SOLUTION

Set the hypothesis:

• Null hypothesis: The proportion of rookies, veterans, and All-Stars is 30%, 60% and 10%, respectively.
• Alternative hypothesis: At least one of the proportions in the null hypothesis is false.

I will conduct a chi-square goodness of fit test of the null hypothesis.

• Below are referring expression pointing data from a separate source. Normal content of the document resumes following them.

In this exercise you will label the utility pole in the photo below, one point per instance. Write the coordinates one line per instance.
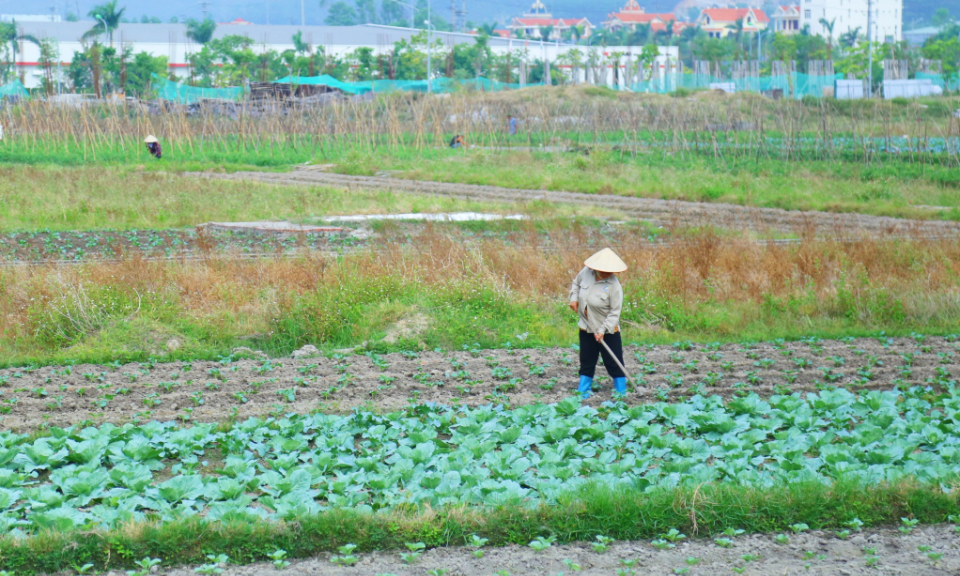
(869, 48)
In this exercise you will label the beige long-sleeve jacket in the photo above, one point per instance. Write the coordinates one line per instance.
(600, 302)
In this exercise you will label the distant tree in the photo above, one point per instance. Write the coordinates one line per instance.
(201, 32)
(391, 12)
(828, 25)
(366, 12)
(341, 14)
(10, 39)
(106, 15)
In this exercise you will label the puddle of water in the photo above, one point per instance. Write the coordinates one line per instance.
(445, 217)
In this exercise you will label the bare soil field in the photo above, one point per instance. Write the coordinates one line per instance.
(656, 211)
(250, 384)
(822, 553)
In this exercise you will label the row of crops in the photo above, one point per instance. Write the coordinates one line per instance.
(300, 465)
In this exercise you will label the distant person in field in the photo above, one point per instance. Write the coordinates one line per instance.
(596, 295)
(153, 145)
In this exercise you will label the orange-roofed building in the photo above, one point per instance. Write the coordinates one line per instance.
(786, 19)
(633, 15)
(530, 24)
(719, 22)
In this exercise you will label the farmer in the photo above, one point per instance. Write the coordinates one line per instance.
(597, 296)
(153, 145)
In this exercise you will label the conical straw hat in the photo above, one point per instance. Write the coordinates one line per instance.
(605, 260)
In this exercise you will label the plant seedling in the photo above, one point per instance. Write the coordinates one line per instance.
(799, 527)
(477, 542)
(346, 557)
(673, 535)
(723, 542)
(540, 543)
(145, 565)
(602, 544)
(277, 556)
(854, 524)
(662, 544)
(908, 526)
(415, 549)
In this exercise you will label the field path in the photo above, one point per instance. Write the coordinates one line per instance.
(871, 552)
(657, 211)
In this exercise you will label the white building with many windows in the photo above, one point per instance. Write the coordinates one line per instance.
(849, 15)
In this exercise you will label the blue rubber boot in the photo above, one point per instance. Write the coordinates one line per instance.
(620, 385)
(585, 383)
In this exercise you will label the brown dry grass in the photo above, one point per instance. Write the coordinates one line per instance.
(869, 283)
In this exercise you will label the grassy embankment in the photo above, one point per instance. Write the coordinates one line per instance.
(624, 515)
(895, 187)
(467, 289)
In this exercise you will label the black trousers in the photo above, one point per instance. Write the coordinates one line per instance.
(590, 349)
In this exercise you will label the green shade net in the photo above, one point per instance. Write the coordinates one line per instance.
(183, 94)
(947, 83)
(438, 85)
(15, 89)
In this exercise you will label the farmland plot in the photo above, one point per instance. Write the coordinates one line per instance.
(291, 467)
(245, 385)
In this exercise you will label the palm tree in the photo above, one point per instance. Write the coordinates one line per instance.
(108, 19)
(201, 32)
(829, 27)
(10, 39)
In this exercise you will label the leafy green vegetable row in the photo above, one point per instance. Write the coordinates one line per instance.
(302, 465)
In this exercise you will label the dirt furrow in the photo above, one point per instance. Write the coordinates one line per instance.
(250, 384)
(657, 211)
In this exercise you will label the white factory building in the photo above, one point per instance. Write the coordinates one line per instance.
(171, 40)
(847, 15)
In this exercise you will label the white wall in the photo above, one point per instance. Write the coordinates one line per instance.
(177, 52)
(849, 14)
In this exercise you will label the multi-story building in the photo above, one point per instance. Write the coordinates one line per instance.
(786, 19)
(719, 22)
(530, 24)
(632, 15)
(849, 15)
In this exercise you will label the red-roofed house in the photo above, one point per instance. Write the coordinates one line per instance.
(786, 19)
(529, 24)
(633, 15)
(718, 22)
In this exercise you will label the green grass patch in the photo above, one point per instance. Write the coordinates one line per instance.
(620, 514)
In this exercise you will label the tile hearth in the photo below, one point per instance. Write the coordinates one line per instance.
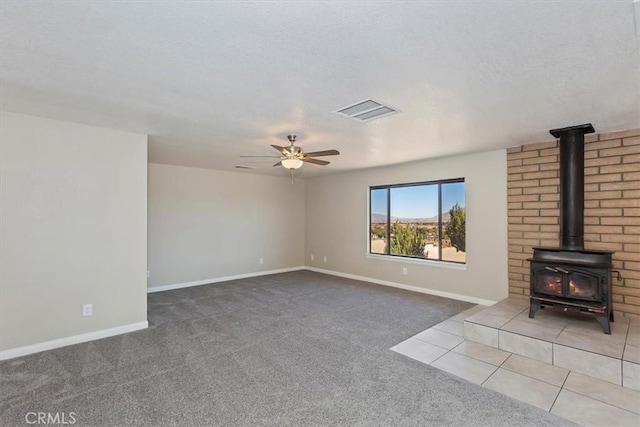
(561, 364)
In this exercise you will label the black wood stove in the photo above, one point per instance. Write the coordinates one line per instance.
(571, 278)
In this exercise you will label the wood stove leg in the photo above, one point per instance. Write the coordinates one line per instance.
(604, 322)
(533, 308)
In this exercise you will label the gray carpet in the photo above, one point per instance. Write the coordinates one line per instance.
(300, 349)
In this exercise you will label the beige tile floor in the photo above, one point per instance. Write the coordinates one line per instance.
(565, 392)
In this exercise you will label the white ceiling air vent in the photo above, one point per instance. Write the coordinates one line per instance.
(367, 110)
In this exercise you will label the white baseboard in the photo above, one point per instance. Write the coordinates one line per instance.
(406, 287)
(221, 279)
(74, 339)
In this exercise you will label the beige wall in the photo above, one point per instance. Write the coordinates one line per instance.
(207, 224)
(336, 225)
(73, 229)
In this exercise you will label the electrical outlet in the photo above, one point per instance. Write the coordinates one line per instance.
(87, 309)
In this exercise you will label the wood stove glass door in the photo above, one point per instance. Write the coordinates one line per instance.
(548, 281)
(584, 286)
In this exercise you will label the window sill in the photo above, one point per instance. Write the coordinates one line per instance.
(423, 262)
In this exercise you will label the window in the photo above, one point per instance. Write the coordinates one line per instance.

Applying the chi-square goodness of fit test to sample data, we compute the degrees of freedom, the expected frequency counts, and the chi-square test statistic and the determine the p-value.

$DF=k-1=3-1=2(E_i)=n*p_i$

$E_1=100*0.30=30$

$E_2=100*0.60=60$

$E_3=100*0.10=10$

$X^2=\sum [\frac{(O_i -E_i)^2}{E_I}]$

$X^2=[\frac{(50 -30)^2}{30}]+[\frac{(45 -60)^2}{60}]+[\frac{(5 -10)^2}{10}]$

$=\frac{400}{30}+\frac{225}{60}+\frac{25}{10}$

$=13.33+3.75+2.50$

$=19.58$

The P-value is the probability that a chi-square statistic having 2 degrees of freedom is more extreme than 19.58.

We use the Chi-Square Distribution Calculator to find $P(X^2\gt 19.58)=0.00005592=0.0001$

ANSWER: Since the P-value (0.0001) is less than the significance level (0.05), we reject the null hypothesis.